Combined Oxidative Phosphorylation Deficiency 32

Background and History: 

This is a recently reported severe inherited brain development disorder so far reported in 4 families of mixed ethnic background.

Clinical Correlations: 

Several infants were noted to have small heads (microcephaly) and poor eye contact from birth but these are inconsistent features.  By 4 to 6 months of age poor feeding and breathing difficulties are usually evident.  Developmental delays and regression in milestones becomes apparent.  Abnormal accelerated and writhing movements, as well as tremors become evident.  Truncal weakness is often evident but stiffness and increased reflexes in the limbs can occur at the same time.  Contractures of the joints and abnormal curvature of the spine may develop.  Inability to walk and speak is common.

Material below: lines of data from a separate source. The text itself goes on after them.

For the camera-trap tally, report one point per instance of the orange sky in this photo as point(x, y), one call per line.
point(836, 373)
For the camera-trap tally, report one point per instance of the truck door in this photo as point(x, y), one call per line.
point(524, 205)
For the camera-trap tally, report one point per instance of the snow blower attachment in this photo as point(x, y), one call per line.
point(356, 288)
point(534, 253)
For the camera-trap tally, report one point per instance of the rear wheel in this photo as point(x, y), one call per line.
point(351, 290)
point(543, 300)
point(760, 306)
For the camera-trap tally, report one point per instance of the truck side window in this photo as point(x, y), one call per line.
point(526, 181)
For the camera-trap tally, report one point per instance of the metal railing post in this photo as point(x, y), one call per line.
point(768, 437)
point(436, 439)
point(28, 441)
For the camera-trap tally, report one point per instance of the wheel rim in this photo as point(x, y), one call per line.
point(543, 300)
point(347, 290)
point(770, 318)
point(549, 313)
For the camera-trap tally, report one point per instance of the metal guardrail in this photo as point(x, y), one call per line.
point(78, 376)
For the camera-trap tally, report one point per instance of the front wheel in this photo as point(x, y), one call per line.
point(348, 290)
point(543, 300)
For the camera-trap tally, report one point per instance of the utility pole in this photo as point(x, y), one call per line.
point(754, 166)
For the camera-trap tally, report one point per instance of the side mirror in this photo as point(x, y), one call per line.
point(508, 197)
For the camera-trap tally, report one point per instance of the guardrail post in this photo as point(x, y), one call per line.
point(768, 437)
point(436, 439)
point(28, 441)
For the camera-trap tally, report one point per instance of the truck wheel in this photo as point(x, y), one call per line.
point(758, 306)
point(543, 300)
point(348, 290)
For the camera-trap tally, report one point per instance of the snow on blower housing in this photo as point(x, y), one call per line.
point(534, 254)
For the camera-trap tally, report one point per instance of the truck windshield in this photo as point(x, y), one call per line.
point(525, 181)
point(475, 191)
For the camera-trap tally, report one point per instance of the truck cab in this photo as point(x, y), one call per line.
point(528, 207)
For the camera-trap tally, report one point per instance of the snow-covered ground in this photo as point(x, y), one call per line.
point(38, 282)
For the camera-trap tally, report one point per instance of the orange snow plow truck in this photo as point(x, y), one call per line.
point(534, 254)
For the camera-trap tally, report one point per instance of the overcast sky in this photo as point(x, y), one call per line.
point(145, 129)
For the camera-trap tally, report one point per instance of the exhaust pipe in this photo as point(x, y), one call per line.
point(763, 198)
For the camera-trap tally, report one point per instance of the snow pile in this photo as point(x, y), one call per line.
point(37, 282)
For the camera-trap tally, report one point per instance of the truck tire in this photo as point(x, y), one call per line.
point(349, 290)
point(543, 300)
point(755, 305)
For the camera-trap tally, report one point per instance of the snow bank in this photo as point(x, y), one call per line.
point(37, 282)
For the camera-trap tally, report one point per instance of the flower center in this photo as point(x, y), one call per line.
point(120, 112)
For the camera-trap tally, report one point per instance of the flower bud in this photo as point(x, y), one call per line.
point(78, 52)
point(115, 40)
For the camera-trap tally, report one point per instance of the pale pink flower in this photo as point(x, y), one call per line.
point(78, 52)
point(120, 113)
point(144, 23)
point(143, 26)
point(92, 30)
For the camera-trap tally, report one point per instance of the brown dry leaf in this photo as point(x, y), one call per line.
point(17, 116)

MRIs of the brain show widespread abnormal architecture and muscle studies show poor function of respiratory enzymes while a substance known as lactate is increased in the blood serum and in the spinal fluid.

Genetics: 

This is an autosomal recessive disorder in which mutations are present in both members of a specific gene.  Parents with one mutation are clinically normal but if both carry one copy of the mutation, each of their children have a 25% risk of developing this condition.

Diagnosis and Prognosis: 

The small head may call attention to this disorder at birth but this is a nonspecific sign.  It is more likely that the diagnosis is made during the first 6 six months based on the complete clinical picture of the lack of neurological development.  Pediatricians, ophthalmologists, and perhaps radiologists are most likely to collaborate in the diagnosis and care of these infants.  Seizures have not been reported.

No treatment of the general condition has been reported.  Several infants have died in the first year of life but at least one lived into the second decade.